Would it be more insightful to compare how quickly the deep and narrow networks get to the early stopping state faster, assuming both’s early stopping state gives comparable accuracy? This is in reference to the comparison of 400 epochs vs. 4000 epochs.
Hi Brenda, that was kind of what I was thinking too! I guess if all nets were trained with vanilla SGD that would be a good thing to check :-)
do we know what the best performance we can get from an ensemble of underparameterized networks for CIFAR-10?
When comparing different networks and training the different networks, which parameter that you fix the same for all the networks? Computational time or Epoch or Something else? Why do you think that parameter is a reasonable choice for the comparison?
Have you considered running neural architecture search to see what “optimal” CNNs they come up with and how they compare against your models?
So for this you train the network first and then you’re pruning connections? Or do you do principled learning, learning sparse weights constructively?
@Manos: 2nd I guess
@Rahim: yeah, this is what it seems like!

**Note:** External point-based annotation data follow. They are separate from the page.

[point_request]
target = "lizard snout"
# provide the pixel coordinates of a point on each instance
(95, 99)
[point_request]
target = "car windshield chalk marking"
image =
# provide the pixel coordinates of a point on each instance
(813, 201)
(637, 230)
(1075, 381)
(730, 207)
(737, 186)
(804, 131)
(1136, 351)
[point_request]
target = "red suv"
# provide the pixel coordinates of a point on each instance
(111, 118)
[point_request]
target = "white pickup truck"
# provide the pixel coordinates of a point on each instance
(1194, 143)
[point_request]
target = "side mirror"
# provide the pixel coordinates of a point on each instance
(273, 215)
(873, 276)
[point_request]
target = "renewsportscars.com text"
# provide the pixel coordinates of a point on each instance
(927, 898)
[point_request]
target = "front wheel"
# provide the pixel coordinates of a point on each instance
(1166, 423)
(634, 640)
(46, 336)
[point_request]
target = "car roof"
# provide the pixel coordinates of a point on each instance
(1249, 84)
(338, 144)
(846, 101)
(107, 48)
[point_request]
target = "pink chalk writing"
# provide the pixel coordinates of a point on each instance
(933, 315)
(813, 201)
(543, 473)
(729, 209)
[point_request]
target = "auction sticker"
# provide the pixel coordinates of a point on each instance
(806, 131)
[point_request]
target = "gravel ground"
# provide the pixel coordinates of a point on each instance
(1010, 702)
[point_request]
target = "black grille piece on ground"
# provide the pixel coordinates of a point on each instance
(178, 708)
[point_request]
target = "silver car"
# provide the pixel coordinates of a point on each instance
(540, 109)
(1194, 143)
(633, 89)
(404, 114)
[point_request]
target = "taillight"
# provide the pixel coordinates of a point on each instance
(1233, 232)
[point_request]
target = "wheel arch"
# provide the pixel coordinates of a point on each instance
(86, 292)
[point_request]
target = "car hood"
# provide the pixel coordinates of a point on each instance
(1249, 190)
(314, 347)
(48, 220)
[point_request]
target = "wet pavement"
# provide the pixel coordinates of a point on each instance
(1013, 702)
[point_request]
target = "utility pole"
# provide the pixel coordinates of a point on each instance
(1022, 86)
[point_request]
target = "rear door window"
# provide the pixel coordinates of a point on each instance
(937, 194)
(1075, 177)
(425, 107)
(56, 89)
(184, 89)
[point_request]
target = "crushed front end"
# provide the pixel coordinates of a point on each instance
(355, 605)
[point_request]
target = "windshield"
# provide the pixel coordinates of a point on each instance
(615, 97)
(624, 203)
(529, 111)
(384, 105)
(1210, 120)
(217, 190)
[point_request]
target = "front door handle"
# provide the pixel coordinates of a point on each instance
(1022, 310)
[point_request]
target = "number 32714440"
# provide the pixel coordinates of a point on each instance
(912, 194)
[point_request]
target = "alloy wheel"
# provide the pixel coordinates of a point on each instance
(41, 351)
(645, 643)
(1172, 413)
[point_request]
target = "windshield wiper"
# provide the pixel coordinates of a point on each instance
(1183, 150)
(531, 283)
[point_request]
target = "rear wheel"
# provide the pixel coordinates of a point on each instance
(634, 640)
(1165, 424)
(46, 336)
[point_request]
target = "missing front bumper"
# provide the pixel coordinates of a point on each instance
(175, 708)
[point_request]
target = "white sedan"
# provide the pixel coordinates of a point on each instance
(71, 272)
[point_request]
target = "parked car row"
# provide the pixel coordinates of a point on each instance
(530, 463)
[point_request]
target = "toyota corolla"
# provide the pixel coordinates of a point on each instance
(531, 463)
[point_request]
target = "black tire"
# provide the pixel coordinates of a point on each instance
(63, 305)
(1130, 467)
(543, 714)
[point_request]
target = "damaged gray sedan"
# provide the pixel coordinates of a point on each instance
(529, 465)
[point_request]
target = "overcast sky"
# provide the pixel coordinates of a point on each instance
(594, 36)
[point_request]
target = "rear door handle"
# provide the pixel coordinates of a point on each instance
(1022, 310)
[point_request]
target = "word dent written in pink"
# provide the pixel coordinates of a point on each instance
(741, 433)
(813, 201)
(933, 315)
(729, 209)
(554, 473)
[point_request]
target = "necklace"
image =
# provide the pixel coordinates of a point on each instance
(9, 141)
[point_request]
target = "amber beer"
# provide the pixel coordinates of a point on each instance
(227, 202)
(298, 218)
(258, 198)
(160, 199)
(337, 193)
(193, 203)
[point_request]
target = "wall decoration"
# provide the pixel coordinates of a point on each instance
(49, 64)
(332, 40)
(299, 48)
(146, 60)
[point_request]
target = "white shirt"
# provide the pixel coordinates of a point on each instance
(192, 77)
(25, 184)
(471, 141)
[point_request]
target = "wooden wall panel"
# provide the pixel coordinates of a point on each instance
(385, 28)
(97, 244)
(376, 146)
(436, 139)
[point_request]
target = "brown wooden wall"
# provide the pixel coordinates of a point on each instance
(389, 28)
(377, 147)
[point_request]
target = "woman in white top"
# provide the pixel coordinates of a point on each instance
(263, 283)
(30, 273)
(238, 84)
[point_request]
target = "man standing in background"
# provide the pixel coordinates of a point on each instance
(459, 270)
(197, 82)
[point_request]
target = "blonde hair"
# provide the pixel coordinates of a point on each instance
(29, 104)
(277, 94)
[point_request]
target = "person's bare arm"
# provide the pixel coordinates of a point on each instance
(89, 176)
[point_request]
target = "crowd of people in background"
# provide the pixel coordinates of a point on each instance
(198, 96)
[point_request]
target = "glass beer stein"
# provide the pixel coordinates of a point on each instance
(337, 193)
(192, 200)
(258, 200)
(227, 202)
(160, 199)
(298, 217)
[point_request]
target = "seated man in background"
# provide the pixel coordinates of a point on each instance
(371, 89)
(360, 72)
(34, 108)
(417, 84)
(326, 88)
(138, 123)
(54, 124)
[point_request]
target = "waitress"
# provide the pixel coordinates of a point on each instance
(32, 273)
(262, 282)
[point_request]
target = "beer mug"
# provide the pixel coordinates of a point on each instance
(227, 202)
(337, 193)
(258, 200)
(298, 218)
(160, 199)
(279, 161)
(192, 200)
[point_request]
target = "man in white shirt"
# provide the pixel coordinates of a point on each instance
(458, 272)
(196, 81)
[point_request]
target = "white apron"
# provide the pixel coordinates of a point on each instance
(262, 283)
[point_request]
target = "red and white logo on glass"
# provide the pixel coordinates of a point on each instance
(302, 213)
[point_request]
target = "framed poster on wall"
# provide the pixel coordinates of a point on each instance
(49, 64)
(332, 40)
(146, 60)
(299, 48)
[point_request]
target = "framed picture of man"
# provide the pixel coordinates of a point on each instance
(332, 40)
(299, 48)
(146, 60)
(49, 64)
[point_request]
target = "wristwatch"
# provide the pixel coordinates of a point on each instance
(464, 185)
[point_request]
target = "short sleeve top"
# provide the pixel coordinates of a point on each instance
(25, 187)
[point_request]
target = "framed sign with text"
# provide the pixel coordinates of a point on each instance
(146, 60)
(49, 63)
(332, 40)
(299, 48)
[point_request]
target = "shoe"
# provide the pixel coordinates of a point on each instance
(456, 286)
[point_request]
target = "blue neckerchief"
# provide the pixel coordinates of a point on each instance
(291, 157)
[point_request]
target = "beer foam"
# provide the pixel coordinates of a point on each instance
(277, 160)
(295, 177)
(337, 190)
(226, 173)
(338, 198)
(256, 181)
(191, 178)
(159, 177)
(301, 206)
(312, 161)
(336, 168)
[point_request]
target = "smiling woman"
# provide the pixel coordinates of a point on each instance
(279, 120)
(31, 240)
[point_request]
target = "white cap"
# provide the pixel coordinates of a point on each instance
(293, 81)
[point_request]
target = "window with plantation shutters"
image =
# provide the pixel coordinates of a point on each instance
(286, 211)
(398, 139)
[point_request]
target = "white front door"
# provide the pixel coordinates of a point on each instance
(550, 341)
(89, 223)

I think it can be seen as the proximal-gradient update of a modified L1 penalty... usually beta would be related to the step size
Yeah, I just asked because there’s a series of results on network pruning after training (a paper from this year’s ICML using tropical polynomial division comes to mind)
Behnam, you and the text you cited on the MDL slide said that the description language is arbitrary. could you use a language that assigns a smaller description length to models with more parameters (e.g., use 1/(32*#params)), and if so, does that hurt the applicability of MDL as an explanation here?